The question of "Why INTROS and not PRECONS" is one issue.  Another question, also being discussed in earlier posts, is why the INTROS are 40 cards and not 60.  Answer: Because a 40 card INTRO is smaller than a 60 card INTRO.

That a 40 card INTRO is larger than a 60 card PRECON is irrelevant, because there are other things that INTROS have that PRECONS did not.
No, you're just reading it wrong.

60 cards doesn't automatically mean PRECONS.  You COULD have a 60 card INTRO pack.

The question of "Why INTROS and not PRECONS" is one issue.  Another question, also being discussed in earlier posts, is why the INTROS are 40 cards and not 60.  Answer: Because a 40 card INTRO is smaller than a 60 card INTRO.

That a 40 card INTRO is larger than a 60 card PRECON is irrelevant, because there are other things that INTROS have that PRECONS did not.



i have no idea what you're talking about here. you said intro packs were 40 cards so more product could fit on a shelf, which is wrong because the packaging is actually larger. someone else called you on that, and your response appeared to ignore the error they were pointing out. sort of similar to how you appear to be ignoring the point i was making in my last post. so maybe this is a habit with you.
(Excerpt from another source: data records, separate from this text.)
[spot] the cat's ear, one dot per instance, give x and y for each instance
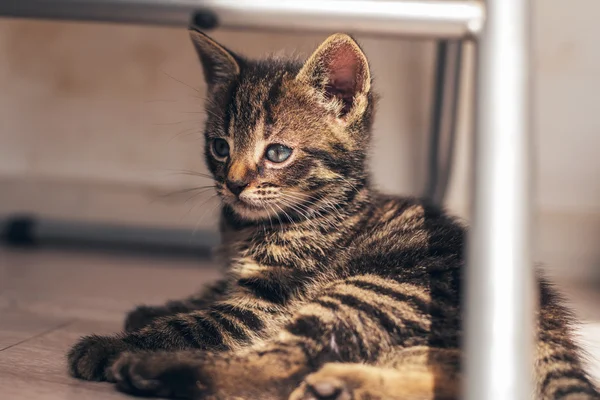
(220, 65)
(339, 70)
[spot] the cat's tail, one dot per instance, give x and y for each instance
(559, 368)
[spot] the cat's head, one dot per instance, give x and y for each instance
(285, 137)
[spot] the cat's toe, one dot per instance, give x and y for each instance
(319, 387)
(159, 374)
(90, 357)
(141, 317)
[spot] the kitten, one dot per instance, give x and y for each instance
(333, 290)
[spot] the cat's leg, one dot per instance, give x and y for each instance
(144, 315)
(351, 321)
(225, 325)
(419, 373)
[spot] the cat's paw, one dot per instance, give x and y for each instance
(143, 316)
(326, 388)
(331, 382)
(161, 374)
(90, 357)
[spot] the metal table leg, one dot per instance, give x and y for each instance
(500, 295)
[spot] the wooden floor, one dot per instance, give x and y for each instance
(48, 299)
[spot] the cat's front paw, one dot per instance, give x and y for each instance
(143, 316)
(90, 357)
(322, 388)
(335, 382)
(160, 374)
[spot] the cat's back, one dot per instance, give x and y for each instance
(408, 238)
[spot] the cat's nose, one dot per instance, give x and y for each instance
(236, 187)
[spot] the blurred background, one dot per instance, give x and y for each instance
(99, 123)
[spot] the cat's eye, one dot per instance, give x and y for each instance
(278, 153)
(221, 148)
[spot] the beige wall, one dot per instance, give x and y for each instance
(109, 109)
(93, 119)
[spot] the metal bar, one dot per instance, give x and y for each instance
(441, 18)
(500, 279)
(444, 111)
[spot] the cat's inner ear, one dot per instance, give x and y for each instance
(220, 65)
(340, 70)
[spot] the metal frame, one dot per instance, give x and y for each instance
(500, 278)
(499, 301)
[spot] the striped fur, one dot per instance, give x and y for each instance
(333, 290)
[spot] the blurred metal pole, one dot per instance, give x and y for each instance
(447, 86)
(432, 18)
(500, 277)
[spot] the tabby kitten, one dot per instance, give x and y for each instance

The reason they are 40 cards rather than 60 is purely for retail considerations.  Less cards means slimmer packs means more product can be sold on the shelf in the same retail space.  Obviously there are savings on the manufacturing and shipping fronts as well, which also helps keep the price of the product lower.



more product can be sold on the shelf in the same retail space as what? what 60 card magic product are you talking about that is bigger than intro packs?
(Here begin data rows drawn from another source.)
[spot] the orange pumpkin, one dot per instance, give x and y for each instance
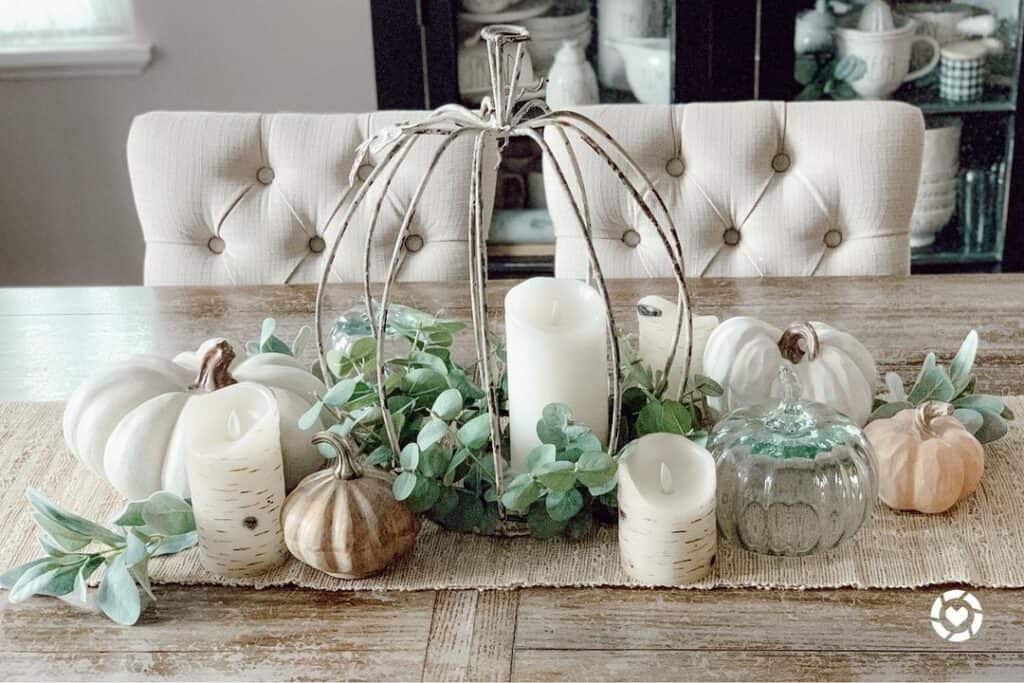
(927, 460)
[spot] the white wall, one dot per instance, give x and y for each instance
(67, 215)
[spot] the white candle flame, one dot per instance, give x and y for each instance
(666, 479)
(233, 427)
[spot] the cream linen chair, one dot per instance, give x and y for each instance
(255, 199)
(755, 188)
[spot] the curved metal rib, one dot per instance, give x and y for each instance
(614, 379)
(333, 252)
(389, 280)
(683, 308)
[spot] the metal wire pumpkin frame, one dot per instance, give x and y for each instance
(508, 112)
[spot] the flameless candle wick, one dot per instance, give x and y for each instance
(233, 427)
(666, 479)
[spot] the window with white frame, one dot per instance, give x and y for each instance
(59, 38)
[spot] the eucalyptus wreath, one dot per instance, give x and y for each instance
(444, 468)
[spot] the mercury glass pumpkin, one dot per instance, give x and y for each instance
(794, 477)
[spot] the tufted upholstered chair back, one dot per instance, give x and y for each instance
(256, 199)
(755, 188)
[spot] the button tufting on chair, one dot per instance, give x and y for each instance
(631, 238)
(198, 173)
(780, 163)
(414, 243)
(743, 208)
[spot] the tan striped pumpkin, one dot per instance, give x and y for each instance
(344, 521)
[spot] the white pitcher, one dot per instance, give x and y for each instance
(887, 55)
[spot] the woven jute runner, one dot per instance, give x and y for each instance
(980, 542)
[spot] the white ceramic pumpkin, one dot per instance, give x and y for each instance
(927, 460)
(743, 354)
(123, 422)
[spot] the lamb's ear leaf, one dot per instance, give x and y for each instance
(960, 369)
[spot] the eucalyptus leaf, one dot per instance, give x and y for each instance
(960, 368)
(933, 384)
(543, 454)
(119, 596)
(980, 401)
(175, 544)
(409, 458)
(559, 475)
(71, 521)
(340, 393)
(131, 515)
(403, 485)
(541, 524)
(448, 404)
(562, 506)
(431, 432)
(135, 550)
(476, 432)
(993, 427)
(168, 514)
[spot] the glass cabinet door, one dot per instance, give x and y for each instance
(960, 62)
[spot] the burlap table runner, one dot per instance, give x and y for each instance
(980, 542)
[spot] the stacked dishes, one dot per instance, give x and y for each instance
(566, 20)
(937, 190)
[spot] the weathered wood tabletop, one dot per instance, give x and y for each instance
(52, 338)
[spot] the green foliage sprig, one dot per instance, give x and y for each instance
(646, 411)
(824, 75)
(983, 415)
(163, 524)
(570, 479)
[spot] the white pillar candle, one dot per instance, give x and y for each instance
(656, 316)
(556, 344)
(667, 529)
(237, 478)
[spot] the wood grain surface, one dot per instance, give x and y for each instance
(54, 337)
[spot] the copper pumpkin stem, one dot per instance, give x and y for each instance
(214, 369)
(928, 413)
(790, 343)
(344, 465)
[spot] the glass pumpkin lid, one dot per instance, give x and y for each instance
(793, 427)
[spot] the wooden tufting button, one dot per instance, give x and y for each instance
(265, 175)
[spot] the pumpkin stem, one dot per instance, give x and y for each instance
(927, 413)
(214, 370)
(790, 343)
(344, 464)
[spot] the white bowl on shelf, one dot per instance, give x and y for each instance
(648, 68)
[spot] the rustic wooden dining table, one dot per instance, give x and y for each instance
(50, 339)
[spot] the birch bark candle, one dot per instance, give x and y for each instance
(667, 530)
(237, 478)
(656, 322)
(556, 346)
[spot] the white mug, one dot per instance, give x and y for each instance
(887, 55)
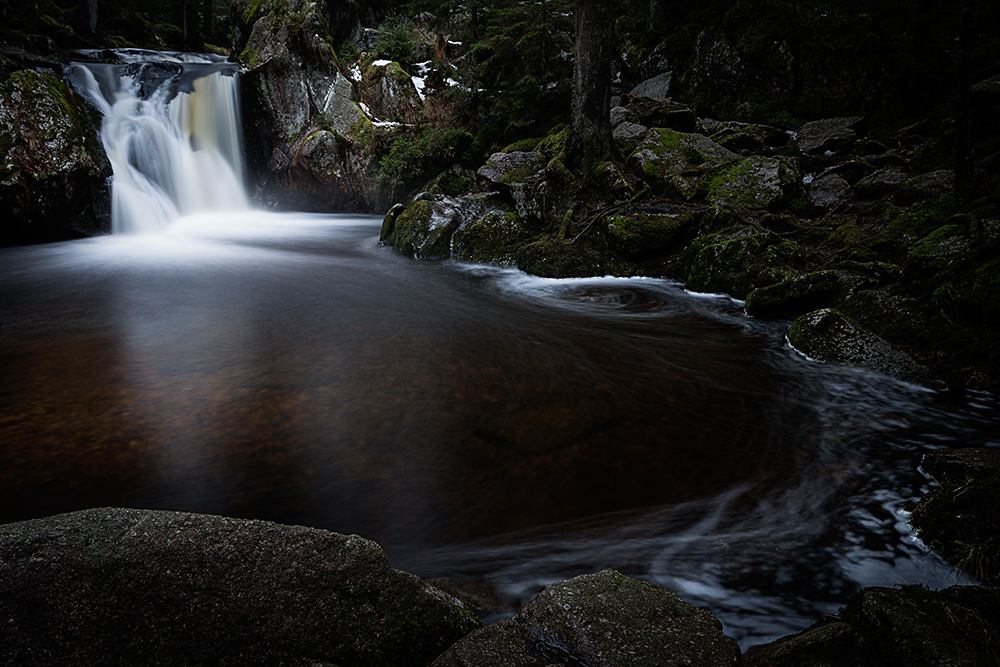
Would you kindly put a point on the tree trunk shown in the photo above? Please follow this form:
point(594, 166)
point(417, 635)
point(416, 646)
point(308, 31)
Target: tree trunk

You're talking about specifically about being about to play the Intro Pack against a few friends, and I'm talking more playing everyone and a good starting point for beginning Magic.  Since people always criticize us more experienced players as not being the target group for this product, I reflected back on my high school days when I started playing Magic with Tempest.  You start tweaking pretty soon, esp. if your friends give you cards.  A 40-card deck is not a good starting point for tweaking.  I gave a specific example about my friend with the 40-card direct damage deck (and yes, it had 4 lightning bolts).
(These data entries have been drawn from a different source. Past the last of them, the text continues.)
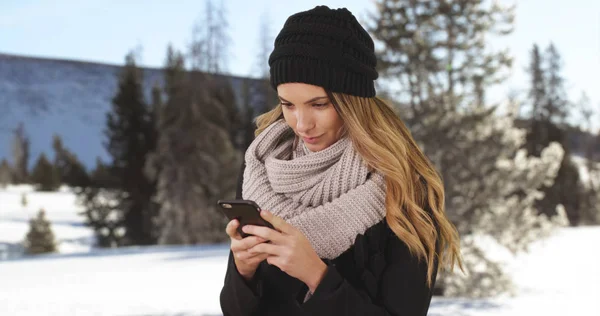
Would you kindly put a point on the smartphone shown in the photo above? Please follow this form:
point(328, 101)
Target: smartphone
point(247, 212)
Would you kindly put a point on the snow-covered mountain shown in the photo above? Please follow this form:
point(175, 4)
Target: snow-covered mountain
point(69, 98)
point(559, 276)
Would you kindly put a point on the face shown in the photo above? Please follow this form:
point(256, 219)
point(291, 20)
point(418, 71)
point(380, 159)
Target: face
point(310, 113)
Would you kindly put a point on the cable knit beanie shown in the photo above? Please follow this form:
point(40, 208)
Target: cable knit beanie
point(327, 48)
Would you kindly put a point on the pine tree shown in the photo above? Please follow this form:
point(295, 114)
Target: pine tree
point(209, 49)
point(537, 137)
point(194, 159)
point(550, 108)
point(20, 151)
point(5, 174)
point(70, 169)
point(45, 175)
point(435, 52)
point(40, 238)
point(101, 177)
point(130, 137)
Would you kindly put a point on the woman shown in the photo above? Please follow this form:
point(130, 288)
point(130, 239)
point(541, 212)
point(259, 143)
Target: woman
point(358, 210)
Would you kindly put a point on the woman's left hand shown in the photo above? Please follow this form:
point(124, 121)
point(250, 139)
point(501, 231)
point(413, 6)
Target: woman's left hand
point(289, 250)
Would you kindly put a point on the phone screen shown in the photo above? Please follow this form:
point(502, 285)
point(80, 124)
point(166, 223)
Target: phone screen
point(245, 211)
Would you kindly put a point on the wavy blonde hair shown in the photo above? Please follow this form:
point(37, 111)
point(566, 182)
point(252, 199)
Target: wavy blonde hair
point(386, 145)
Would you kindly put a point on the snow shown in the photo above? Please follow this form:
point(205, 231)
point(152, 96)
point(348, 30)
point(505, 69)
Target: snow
point(559, 276)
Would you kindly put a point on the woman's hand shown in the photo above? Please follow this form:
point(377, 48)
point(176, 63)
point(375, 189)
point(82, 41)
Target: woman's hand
point(246, 262)
point(289, 250)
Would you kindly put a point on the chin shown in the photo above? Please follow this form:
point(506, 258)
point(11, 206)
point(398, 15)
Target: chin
point(315, 147)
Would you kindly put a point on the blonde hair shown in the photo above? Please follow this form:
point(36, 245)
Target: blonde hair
point(386, 145)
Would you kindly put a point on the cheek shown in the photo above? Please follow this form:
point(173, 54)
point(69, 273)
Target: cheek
point(290, 119)
point(333, 121)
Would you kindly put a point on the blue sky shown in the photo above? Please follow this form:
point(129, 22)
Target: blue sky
point(105, 31)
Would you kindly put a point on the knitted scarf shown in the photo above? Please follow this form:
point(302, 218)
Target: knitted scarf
point(331, 196)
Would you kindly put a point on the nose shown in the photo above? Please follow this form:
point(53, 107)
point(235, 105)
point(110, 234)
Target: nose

uh, actually a 40 card is a great starting point for tweaking. one of the more notable preferences of the new player is their distaste for removing cards from a deck. giving them a 40 card (once again, KIND OF LIKE A LIMITED DECK) and encouraging them to build it up to a 60 makes a lot of sense to me. i'm not sure why it doesn't make sense to you.

Did you have a bad experience with this once? 



the bad experience i seem to keep happening is that people are saying a deck is unplayable over and over and i don't see how it's unplayable. and the continuation of this bad experience is people also seem to be ignoring the logic i give for why it's playable. regarding my experiences with 40 card decks in general, i've played 40 vs 60 and 60 vs 40 and it's not a big deal, especially with a new player.

I believe I said my friends would play me, but they would tell advise me that it's better to use a 60-card deck. 



so then the 40 card decks are playable.

Like I said, we even played against 40-card lightning bolt deck.  I also mentioned that for lunch Magic with high school kids, some kids did refuse to play.  But it's not like the right answer was to ignore them and label them as jerks.  We played them on their terms, and then we convinced them otherwise for the sake of the other new players.  It was just a bit of immaturity.



so what you're saying is they were wrong when they refused to play against a 40 card deck. that's odd, that's what i was saying.


Sorry, you lost me here.  I don't understand why I would cut down my 60-card deck to 40.



if the players you were playing against were so upset about the idea of playing against your 40 card deck they could easily cut their 60 card decks down to 40, and likely would strengthen them in the process. rather than, you know, refusing to play.